The following property was stated during a lecture in Algebra:
If K is a finite field and $n \ge 2$ then $Gl_n(K)$ is a non-abelian finite group.
I know how to proof that $Gl_n(K)$ is finite but, is it true that it is not commutative? how could I proof it?
On
I could give you two matrices, that do not commute over any field, but I think the following hint gives you the chance to find such matrices by yourself.

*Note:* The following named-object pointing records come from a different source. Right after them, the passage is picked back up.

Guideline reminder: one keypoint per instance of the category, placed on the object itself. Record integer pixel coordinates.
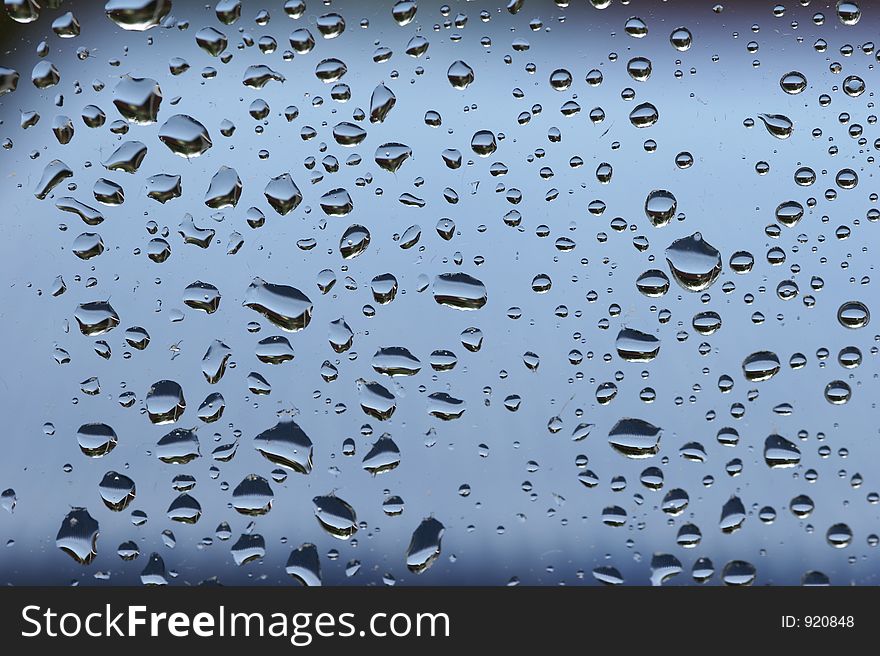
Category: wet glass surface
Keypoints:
(412, 293)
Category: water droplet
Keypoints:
(424, 546)
(117, 491)
(460, 75)
(635, 438)
(304, 565)
(778, 125)
(96, 440)
(761, 365)
(286, 307)
(137, 15)
(78, 536)
(460, 291)
(853, 314)
(694, 263)
(793, 83)
(138, 99)
(286, 444)
(335, 516)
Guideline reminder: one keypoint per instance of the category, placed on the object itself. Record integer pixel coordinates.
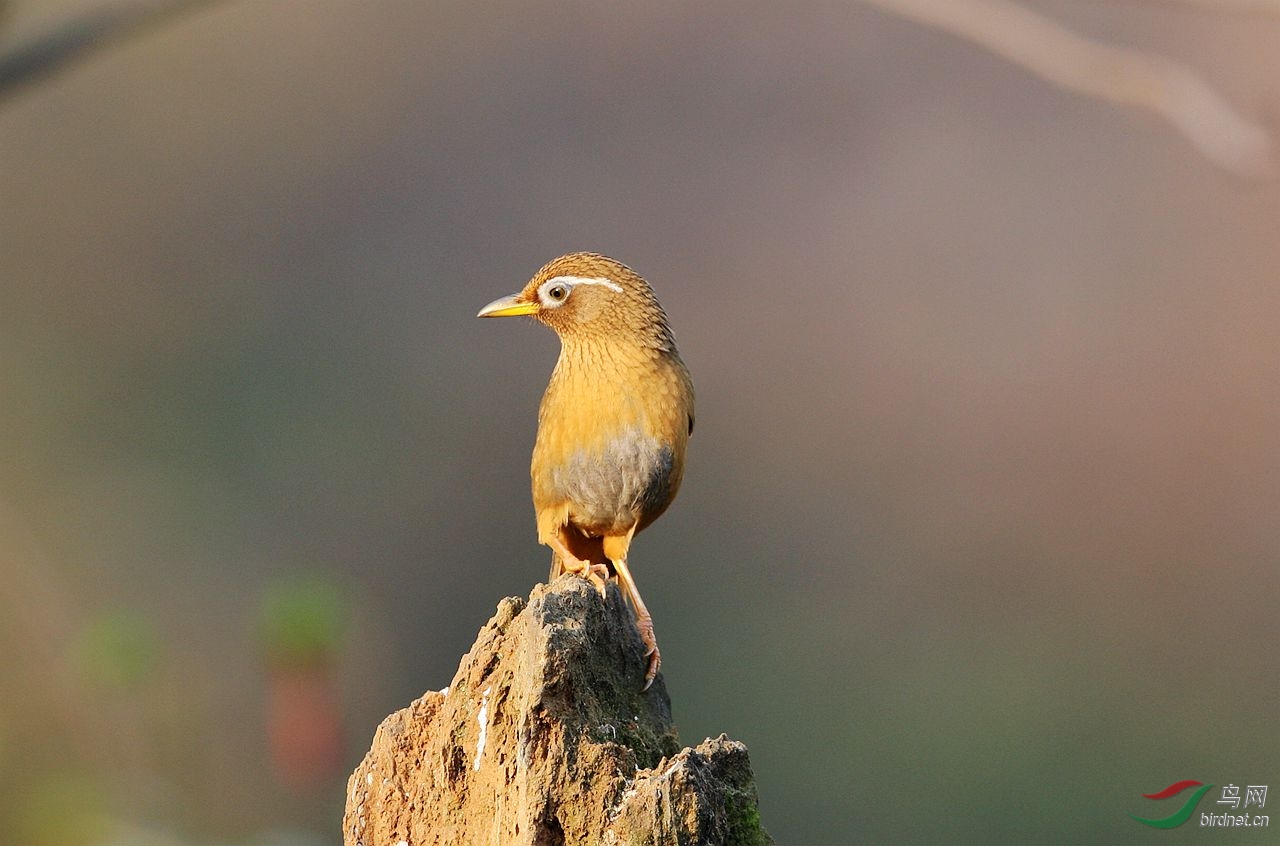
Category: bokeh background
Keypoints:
(979, 530)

Hint: $X\begin{pmatrix}0&1\\1&0\end{pmatrix}$ swaps the columns of $X$, while $\begin{pmatrix}0&1\\1&0\end{pmatrix}X$ swaps the rows of $X$. Hence you only have to find some $X$, where swapping columns and rows respectively produces different matrices.
The easiest way to see that the group $GL(n,K)$ is commutative if and only if $n=1$ is to produce matrices $A$ and $B$ with $AB\neq BA$ for $n\ge 2$. Another way is to use that we know that the center $Z$ of $GL(n,K)$ is equal to $K^{\times}\simeq \{ \lambda I_n\mid \lambda\neq 0 \}$ for all $n\ge 1$. Several proofs on MSE can be found, e.g., see here. However, a group $G$ is abelian if and only if $Z(G)=G$. This is for $GL(n,K)$ only the case when $n=1$.